EPA Administrator Regan Announces Comprehensive National Strategy to Confront PFAS Pollution
The U.S. EPA Administrator Michael S. Regan announced the agency’s comprehensive Strategic Roadmap to mitigate per- and polyfluoroalkyl substances (PFAS) contamination nationwide.
The Roadmap comes after a thorough analysis conducted by the EPA Council on PFAS, which Administrator Regan established in Apr. 2021, reported EPA in a news release.
According to EPA, the Roadmap is centered on three strategies: Increasing investments in research; leveraging authorities to take action now to restrict PFAS chemicals from being released into the environment; and accelerating the cleanup of PFAS contamination.

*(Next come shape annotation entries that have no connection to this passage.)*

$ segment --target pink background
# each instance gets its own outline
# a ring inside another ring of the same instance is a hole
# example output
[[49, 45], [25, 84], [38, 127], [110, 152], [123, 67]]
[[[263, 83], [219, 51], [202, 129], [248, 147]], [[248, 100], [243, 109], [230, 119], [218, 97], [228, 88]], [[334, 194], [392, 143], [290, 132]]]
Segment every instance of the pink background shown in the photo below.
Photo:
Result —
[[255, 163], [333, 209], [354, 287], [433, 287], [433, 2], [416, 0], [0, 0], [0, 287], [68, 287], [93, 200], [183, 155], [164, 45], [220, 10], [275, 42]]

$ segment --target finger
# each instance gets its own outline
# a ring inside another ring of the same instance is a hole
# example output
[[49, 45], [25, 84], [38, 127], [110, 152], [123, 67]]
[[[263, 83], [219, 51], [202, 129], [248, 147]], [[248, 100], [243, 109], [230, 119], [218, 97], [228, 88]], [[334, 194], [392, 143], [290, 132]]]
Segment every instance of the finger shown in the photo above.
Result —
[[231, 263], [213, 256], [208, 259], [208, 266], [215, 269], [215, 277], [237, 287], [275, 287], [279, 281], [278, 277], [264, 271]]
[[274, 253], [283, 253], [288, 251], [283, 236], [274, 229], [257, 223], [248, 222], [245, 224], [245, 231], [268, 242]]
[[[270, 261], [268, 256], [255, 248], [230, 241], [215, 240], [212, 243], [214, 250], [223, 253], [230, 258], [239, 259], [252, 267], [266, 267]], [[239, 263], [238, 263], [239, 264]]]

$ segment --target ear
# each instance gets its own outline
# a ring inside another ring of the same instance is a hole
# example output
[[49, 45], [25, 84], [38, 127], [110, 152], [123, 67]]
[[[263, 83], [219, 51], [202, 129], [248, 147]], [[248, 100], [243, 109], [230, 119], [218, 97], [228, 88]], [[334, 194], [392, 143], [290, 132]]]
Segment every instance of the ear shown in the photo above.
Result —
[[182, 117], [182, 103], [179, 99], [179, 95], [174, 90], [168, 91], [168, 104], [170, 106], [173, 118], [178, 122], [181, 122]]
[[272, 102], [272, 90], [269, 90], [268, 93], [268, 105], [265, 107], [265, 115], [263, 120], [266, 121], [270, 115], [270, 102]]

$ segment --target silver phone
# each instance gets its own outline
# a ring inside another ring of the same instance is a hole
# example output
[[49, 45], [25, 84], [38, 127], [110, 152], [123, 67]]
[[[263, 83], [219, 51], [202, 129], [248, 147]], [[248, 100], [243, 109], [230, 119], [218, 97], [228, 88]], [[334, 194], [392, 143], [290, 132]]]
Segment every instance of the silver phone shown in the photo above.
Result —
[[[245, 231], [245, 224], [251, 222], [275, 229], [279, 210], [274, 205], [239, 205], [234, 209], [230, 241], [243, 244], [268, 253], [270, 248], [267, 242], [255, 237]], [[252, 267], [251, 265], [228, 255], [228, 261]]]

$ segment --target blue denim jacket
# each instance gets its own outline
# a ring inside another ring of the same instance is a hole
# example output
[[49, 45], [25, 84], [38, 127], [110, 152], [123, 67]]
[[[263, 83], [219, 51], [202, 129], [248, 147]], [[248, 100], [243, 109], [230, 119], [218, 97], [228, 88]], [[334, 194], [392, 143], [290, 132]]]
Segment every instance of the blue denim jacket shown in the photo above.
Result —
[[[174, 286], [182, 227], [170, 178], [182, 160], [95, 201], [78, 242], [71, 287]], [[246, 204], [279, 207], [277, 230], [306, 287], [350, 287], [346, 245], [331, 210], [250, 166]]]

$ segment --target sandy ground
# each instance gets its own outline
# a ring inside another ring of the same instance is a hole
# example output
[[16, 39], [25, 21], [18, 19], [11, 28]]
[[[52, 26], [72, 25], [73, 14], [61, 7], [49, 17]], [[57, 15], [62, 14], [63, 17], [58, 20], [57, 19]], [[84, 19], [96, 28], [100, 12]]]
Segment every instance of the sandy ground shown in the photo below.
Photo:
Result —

“For far too long, families across America – especially those in underserved communities – have suffered from PFAS in their water, their air, or in the land their children play on,” said EPA Administrator Michael S. Regan in the EPA news release. “This comprehensive, national PFAS strategy will deliver protections to people who are hurting, by advancing bold and concrete actions that address the full lifecycle of these chemicals. Let there be no doubt that EPA is listening, we have your back, and we are laser focused on protecting people from pollution and holding polluters accountable.”
The Roadmap encompasses:
- Aggressive timelines to set enforceable drinking water limits under the Safe Drinking Water Act;
- A hazardous substance designation under CERCLA, to strengthen the ability to hold polluters financially accountable;
- Timelines for action on Effluent Guideline Limitations under the Clean Water Act for nine industrial categories;
- A review of past actions on PFAS taken under the Toxic Substances Control Act;
- Increased monitoring, data collection and research;
- A final toxicity assessment for GenX; And
- Continued efforts to build the technical foundation needed on PFAS air emissions to inform future actions under the Clean Air Act.
The Strategic Roadmap aims to bolster the agency’s mission to protect public health and the environment. Alongside the release of the Roadmap, the agency is announcing a new national testing strategy that requires PFAS manufacturers to provide the agency with toxicity data and information on categories of PFAS chemicals, reported EPA.
The Roadmap's approach will: consider the lifecycle of PFAS; hold polluters accountable; prioritize protection of disadvantaged communities; and ensuring science-based decision making.
The PFAS to be tested will be selected based on an approach that breaks the large number of PFAS into smaller categories based on similar features and existing data available for each category. EPA’s initial set of test orders for PFAS will be selected from more than 20 different categories of PFAS, added EPA. This set of orders will provide the agency with information on more than 2,000 other similar PFAS.